Struggling with Big Data in the Stone Age

Did you know cavemen were already dealing with big data issues?

Guest blog by Jonas Vandenbruaene is a business-engineering student at the University of Antwerp

Nowadays everyone is talking about data & analytics. Executives are figuring out how to turn it into value, researchers are writing huge amounts of papers about it and students are enrolling in massive numbers in data science programs.

This would lead to believe that data & analytics are a recent phenomenon. And indeed, there are convincing reasons that show analytics is more important and relevant than ever. However, the underlying idea of analytics- the urge to understand the nature of our reality and to act accordingly- is as old as humanity itself.

What’s even more surprising is that people seem to have solved an enormous big data problem several millennia ago. To see how, let us summarize a chapter from Yuval Noah Harari’s great book ‘A Brief History of Humankind’.

Memory Overload

For millennia our ancestors have been living as foragers hunting for animals and looking for sweet berries. At this point in history data was already crucial. If you always forgot that snakes are dangerous and red mushrooms are poisonous your chances of survival were slim. Luckily, the amount of important data was small so people could store everything they needed to know in their brains. However, when humans started living in bigger settlements and communities the limits of our brainpower became painfully obvious.

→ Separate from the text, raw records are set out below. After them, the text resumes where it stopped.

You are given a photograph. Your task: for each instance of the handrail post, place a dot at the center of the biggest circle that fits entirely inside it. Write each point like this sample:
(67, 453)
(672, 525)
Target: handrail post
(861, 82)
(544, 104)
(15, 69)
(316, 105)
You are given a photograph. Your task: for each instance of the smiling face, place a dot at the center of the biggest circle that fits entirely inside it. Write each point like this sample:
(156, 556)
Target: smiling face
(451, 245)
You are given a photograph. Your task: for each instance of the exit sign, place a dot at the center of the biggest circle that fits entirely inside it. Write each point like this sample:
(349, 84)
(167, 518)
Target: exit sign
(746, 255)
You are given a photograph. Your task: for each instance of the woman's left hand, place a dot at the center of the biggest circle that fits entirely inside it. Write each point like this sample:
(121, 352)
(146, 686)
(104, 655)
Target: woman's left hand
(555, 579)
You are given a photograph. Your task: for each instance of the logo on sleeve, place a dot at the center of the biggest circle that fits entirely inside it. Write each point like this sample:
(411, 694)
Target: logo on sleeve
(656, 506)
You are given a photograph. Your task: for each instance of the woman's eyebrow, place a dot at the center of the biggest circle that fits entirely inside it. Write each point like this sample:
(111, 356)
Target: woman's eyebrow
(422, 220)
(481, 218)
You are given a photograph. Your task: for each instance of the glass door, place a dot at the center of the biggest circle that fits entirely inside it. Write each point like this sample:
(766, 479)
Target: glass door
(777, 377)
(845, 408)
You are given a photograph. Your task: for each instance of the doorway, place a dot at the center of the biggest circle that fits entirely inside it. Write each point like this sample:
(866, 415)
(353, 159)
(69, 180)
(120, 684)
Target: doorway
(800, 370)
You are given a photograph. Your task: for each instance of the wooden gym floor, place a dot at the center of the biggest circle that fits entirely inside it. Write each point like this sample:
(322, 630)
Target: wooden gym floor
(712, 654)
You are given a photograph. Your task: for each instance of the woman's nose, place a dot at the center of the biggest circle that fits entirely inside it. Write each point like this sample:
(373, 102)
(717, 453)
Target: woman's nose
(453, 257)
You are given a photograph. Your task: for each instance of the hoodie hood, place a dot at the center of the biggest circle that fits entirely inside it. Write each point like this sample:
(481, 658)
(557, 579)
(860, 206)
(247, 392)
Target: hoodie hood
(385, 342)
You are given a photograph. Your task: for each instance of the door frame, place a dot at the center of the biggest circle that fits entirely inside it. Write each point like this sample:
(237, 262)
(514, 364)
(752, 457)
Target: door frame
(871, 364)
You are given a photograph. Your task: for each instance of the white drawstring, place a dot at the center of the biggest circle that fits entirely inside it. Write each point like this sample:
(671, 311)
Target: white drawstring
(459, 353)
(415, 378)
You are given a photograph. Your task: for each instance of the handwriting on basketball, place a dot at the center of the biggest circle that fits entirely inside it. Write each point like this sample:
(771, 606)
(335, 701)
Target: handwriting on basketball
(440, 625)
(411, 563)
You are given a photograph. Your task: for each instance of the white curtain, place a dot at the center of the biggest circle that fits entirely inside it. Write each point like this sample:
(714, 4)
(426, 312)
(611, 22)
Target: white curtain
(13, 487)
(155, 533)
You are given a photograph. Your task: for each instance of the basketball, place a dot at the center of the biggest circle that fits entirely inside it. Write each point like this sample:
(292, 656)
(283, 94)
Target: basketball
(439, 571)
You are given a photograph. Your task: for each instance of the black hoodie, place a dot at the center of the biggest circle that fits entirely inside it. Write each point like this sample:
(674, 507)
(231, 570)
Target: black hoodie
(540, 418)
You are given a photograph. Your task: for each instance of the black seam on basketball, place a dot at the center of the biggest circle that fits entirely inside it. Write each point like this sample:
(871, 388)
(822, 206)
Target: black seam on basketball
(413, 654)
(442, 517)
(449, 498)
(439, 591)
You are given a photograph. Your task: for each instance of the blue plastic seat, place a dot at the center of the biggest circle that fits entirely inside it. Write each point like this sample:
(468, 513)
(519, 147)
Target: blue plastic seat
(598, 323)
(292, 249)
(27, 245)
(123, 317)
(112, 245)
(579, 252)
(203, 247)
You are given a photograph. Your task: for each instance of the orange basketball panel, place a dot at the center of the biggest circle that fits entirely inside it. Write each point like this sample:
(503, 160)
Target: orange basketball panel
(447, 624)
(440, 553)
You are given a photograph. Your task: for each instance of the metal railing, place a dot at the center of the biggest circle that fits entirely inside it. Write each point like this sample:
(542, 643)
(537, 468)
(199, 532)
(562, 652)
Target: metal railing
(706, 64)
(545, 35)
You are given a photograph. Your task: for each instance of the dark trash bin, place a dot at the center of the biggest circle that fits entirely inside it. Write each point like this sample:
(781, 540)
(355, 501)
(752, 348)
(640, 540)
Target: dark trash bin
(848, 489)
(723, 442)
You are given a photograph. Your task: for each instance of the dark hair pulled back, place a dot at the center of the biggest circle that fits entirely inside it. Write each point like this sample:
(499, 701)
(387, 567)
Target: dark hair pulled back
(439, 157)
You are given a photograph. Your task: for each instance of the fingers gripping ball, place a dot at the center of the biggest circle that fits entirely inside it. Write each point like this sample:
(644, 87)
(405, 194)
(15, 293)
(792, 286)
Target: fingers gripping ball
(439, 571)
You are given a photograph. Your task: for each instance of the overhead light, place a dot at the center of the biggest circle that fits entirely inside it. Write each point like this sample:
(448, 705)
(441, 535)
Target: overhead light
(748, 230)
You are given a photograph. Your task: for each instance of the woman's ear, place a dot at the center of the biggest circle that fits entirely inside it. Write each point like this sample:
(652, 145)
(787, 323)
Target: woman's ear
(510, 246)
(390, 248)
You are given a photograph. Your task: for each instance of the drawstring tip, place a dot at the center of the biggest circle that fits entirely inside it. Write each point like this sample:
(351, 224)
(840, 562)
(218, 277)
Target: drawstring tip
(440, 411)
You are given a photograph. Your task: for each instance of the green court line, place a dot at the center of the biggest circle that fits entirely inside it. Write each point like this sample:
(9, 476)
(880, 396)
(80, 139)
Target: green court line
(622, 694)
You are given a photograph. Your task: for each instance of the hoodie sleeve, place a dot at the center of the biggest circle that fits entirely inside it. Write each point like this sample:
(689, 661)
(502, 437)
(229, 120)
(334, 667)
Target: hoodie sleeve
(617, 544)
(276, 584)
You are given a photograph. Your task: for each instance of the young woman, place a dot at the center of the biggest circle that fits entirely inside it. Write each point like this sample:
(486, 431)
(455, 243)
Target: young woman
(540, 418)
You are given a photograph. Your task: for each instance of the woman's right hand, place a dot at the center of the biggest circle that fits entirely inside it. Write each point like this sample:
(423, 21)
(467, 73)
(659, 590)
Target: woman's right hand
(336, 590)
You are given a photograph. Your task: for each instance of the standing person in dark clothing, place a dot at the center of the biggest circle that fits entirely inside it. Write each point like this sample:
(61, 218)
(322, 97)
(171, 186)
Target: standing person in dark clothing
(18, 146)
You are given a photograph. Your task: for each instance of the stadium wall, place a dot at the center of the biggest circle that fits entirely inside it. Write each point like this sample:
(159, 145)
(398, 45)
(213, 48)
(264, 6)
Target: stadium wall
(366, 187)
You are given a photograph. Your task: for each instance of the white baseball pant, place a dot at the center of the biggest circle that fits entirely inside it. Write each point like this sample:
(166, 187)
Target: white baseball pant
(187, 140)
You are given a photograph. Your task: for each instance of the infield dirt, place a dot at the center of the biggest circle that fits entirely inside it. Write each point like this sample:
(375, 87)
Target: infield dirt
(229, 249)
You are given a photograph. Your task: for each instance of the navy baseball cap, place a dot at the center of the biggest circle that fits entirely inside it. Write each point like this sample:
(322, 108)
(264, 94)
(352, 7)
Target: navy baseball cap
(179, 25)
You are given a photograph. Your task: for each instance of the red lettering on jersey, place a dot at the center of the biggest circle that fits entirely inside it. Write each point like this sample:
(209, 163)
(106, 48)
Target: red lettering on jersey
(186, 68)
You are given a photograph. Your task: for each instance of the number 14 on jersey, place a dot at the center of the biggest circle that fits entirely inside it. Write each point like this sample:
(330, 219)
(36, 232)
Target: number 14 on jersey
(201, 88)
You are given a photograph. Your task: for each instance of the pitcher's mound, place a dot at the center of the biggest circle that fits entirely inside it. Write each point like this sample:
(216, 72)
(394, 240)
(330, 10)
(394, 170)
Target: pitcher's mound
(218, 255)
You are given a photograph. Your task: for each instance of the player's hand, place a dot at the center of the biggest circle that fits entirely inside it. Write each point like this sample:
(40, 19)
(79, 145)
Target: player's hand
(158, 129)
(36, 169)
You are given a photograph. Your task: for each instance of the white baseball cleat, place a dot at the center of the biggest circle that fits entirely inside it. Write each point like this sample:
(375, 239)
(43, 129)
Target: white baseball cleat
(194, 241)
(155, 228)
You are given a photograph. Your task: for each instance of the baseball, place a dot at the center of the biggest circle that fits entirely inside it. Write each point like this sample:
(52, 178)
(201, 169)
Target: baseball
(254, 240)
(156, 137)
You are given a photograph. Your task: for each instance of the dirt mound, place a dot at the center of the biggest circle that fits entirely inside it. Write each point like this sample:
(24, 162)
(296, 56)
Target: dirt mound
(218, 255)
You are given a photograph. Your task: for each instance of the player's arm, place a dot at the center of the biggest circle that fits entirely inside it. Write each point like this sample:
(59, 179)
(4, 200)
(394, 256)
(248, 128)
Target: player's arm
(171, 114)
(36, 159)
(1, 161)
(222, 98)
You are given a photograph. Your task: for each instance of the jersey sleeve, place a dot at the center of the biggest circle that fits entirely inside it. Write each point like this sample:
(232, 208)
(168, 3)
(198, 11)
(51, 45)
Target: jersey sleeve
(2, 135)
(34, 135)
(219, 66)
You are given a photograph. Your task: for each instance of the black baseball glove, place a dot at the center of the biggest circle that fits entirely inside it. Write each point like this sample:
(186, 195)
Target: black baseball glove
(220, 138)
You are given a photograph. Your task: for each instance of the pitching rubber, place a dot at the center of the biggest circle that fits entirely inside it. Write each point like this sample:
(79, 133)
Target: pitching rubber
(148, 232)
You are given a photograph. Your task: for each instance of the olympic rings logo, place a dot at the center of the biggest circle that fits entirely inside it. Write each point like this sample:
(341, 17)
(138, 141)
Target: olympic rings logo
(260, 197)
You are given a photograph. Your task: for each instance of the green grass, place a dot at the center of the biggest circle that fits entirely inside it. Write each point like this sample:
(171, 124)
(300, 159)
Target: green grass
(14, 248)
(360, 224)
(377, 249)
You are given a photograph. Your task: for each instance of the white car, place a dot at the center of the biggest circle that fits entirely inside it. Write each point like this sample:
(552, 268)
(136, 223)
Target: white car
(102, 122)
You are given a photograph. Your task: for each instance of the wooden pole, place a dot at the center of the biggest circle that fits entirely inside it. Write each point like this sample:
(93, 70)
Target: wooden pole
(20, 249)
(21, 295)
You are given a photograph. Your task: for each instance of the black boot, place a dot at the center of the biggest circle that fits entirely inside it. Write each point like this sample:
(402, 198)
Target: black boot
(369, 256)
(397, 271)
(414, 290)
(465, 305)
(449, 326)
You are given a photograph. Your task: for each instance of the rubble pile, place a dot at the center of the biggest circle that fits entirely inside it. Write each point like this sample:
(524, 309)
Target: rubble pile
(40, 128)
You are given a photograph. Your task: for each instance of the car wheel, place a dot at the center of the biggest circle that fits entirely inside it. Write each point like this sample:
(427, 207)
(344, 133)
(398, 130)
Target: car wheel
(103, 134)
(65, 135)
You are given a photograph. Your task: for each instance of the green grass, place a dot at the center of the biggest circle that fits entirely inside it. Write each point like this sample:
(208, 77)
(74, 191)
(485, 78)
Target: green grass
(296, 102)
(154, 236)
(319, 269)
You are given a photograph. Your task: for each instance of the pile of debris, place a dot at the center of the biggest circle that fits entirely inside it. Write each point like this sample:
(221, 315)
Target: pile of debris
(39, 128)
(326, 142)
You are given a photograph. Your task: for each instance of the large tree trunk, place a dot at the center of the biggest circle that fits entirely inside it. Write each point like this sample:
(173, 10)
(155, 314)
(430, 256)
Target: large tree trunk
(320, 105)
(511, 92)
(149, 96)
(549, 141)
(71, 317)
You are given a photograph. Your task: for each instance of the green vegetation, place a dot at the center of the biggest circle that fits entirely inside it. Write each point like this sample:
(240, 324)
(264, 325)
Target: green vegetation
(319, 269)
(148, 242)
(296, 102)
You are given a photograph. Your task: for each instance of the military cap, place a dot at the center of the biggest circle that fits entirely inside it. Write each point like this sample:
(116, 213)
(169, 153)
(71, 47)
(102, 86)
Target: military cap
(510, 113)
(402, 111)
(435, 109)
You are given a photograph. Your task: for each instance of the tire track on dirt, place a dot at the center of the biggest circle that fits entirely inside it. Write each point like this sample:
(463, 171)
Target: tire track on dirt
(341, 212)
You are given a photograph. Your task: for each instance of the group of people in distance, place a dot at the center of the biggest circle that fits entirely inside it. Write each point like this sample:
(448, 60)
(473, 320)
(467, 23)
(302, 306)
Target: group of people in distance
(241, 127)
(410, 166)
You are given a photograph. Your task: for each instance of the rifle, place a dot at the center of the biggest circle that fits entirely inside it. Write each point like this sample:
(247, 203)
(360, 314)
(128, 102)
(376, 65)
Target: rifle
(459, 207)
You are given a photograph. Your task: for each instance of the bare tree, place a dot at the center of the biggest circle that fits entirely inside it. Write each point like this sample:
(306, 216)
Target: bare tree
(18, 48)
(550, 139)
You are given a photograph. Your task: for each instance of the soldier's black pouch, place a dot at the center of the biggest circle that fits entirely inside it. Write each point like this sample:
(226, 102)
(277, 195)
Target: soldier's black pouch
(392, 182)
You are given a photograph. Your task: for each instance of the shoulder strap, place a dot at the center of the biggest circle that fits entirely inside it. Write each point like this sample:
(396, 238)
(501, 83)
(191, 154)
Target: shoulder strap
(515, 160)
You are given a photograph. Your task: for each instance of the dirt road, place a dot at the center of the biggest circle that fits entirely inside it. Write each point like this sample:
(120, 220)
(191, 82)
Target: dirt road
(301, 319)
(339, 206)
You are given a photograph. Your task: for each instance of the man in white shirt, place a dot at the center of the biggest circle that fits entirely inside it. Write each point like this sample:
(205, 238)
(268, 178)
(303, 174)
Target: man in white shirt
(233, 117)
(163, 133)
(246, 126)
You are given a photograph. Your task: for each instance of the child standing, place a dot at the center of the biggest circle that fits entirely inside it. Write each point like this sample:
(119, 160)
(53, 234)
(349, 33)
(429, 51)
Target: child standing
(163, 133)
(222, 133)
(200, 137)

Living in these larger societies required an entirely different mental skillset. Many problems that arose were data related and could not be solved with the conventional technique of the day: memorization. For example, local rulers had to know how much grain they had in their inventories and whether it was enough to survive the winter. There were taxes to be collected from thousands of inhabitants and thus payment data that had to be stored. There were legal systems that had to handle property data and ever growing families that had to keep track of their family tree. There was just so much more data around than before that just learning everything by heart, like we had been doing for millennia, was never going to work out.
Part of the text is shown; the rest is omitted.